The Sabin Vaccine Institute has launched a multi-site Phase 2 clinical trial in the U.S. for its Marburg vaccine candidate, administering doses to the first participants in Melbourne, Florida. This trial builds on ongoing Phase 2 testing in Kenya and Uganda, with initial findings from that research expected in the coming months.
Sabin’s vaccine development efforts, including clinical trials, are becoming increasingly critical as Marburg outbreaks grow in frequency, underscoring the urgent need for vaccines to protect those at highest risk. Sabin supported an open-label Phase 2 clinical trial sponsored by the Rwanda Biomedical Centre (RBC) by supplying the investigational vaccine during Rwanda’s 2024 Marburg outbreak. More than 1,700 individuals — primarily frontline health care workers — were vaccinated, with first doses arriving within nine days of the outbreak being declared. Data from the RBC trial will be shared with Sabin to support the vaccine’s licensure.
Rwanda’s outbreak ended on December 20 with a case fatality rate of 23%, lower than the historical average of 50%. Fatality rates in outbreaks can vary due to multiple factors, including greater surveillance, prompt detection, supportive care, and the overall response effort. On January 20, Tanzania declared an outbreak of Marburg virus disease, which ended on March 13.
Currently, there are no approved vaccines for Marburg virus disease.
For the U.S. clinical trial that began this week, Sabin will recruit 200 volunteers aged 18 to 70 across four locations – in addition to Melbourne, the vaccine will be tested at sites in Dallas, Texas; Huntsville, Alabama; and Peoria, Illinois. The randomized, placebo-controlled, double-blind trial will continue to evaluate safety and immunogenicity, and monitor vaccinated volunteers for a year.
“Recent outbreaks highlight the urgent need to strengthen our defenses against this deadly and unforgiving disease,” says Amy Finan, Sabin’s Chief Executive Officer. “Sabin’s Phase 2 clinical trials will generate essential data to move this vaccine closer to licensure — and offer a potentially life-saving tool where none exists.”
Marburg is a filovirus, in the same family as the virus that causes Ebola.

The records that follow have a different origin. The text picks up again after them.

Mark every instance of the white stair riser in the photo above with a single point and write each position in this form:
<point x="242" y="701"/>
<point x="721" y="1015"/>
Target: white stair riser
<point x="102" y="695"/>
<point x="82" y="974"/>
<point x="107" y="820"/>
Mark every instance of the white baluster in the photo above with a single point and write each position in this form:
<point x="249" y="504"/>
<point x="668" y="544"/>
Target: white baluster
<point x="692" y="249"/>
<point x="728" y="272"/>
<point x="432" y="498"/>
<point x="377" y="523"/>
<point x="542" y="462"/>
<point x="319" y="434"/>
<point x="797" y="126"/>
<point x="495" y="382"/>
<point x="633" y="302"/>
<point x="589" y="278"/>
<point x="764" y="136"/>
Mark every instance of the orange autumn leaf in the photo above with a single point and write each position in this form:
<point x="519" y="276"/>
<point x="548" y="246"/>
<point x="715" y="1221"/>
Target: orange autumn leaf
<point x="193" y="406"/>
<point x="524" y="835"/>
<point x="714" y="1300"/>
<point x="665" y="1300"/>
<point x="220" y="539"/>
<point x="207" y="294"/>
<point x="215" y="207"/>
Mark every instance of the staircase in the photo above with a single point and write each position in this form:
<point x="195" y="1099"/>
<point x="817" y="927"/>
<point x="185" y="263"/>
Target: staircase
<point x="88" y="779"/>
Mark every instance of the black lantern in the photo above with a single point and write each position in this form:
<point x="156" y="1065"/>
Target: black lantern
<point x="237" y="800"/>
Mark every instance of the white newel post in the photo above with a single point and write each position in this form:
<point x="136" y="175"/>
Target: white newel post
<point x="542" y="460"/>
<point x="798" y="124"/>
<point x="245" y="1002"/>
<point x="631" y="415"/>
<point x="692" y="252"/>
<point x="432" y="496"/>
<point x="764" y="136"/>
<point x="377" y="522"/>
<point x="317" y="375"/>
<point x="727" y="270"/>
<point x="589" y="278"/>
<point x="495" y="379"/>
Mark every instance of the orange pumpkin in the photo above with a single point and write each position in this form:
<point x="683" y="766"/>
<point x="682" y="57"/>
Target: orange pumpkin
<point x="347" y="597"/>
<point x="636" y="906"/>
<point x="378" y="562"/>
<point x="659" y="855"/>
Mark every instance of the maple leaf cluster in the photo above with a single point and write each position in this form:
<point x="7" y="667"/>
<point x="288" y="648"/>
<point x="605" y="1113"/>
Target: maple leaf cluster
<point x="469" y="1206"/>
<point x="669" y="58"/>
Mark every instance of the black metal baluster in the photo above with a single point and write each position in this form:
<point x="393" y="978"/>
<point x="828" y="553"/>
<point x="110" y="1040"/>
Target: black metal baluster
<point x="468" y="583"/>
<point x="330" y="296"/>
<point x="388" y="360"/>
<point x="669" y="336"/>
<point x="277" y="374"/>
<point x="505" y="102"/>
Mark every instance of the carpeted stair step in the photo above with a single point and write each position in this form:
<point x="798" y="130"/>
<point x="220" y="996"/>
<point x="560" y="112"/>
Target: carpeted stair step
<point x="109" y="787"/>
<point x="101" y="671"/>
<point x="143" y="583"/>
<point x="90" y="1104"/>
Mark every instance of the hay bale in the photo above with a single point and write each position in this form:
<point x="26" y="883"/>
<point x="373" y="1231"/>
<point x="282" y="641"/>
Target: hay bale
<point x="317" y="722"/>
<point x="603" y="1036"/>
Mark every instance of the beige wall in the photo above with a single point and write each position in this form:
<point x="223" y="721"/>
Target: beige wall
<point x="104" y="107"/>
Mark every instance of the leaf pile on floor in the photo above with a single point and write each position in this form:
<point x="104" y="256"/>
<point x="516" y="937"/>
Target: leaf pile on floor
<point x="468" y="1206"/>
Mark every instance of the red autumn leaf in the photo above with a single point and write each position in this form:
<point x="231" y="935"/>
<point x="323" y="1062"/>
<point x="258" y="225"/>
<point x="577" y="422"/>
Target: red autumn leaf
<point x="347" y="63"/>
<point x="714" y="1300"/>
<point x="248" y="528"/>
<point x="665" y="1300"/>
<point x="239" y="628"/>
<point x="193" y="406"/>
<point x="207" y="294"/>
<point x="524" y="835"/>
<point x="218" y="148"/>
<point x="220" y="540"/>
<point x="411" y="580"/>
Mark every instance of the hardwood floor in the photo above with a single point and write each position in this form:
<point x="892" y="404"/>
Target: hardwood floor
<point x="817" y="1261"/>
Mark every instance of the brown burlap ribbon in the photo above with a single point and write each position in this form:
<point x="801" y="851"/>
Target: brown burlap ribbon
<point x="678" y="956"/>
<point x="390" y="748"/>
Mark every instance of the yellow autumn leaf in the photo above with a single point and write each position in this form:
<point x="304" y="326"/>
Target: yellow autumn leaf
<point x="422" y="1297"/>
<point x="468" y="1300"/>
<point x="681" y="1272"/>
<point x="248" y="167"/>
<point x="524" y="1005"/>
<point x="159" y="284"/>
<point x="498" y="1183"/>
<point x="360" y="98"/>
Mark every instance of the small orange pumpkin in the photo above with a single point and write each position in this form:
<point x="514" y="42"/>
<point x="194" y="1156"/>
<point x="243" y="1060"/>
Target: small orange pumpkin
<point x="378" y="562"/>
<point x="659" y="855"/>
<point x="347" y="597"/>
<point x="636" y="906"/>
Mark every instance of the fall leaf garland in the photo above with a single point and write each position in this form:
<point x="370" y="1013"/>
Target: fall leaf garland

Like Ebola, Marburg virus disease spreads via direct contact with the blood or other bodily fluids of infected individuals. It is highly virulent and causes hemorrhagic fever.
“Conducting clinical trials in Africa is key to evaluating the vaccine in regions where Marburg and other filoviruses are most common or endemic,” notes Kelly Warfield, Sabin’s President of Research & Development. “The U.S. trial will give us vital safety and immune response data for non-endemic populations, helping us better prepare for outbreaks and spread of this disease.”
Based on the cAd3 platform, Sabin’s single-dose investigational Marburg vaccine was found to be promising in Phase 1 clinical and non-clinical studies, with results showing it to be safe, while eliciting rapid and robust immune responses.
The Marburg vaccine trials are supported by the Biomedical Advanced Research and Development Authority (BARDA), part of the Administration for Strategic Preparedness and Response within the U.S. Department of Health and Human Services, under multi-year contracts between the organizations.
BARDA and Sabin began working together in September 2019 to develop monovalent vaccine candidates for Marburg virus and Sudan virus diseases. To date, Sabin has received around $252 million in contract awards from BARDA for furthering vaccine research and development against these two disease threats.
A Phase 2 clinical trial for Sabin’s Sudan virus vaccine is underway in Uganda and Kenya. The cAd3 Sudan vaccine candidate will also be tested among adult volunteers in the U.S. later this year.
This project has been supported in whole or in part with federal funds from the Department of Health and Human Services; Administration for Strategic Preparedness and Response; Center for the Biomedical Advanced Research and Development Authority (BARDA), under contract numbers 75A50119C00055 and 75A50123C00010.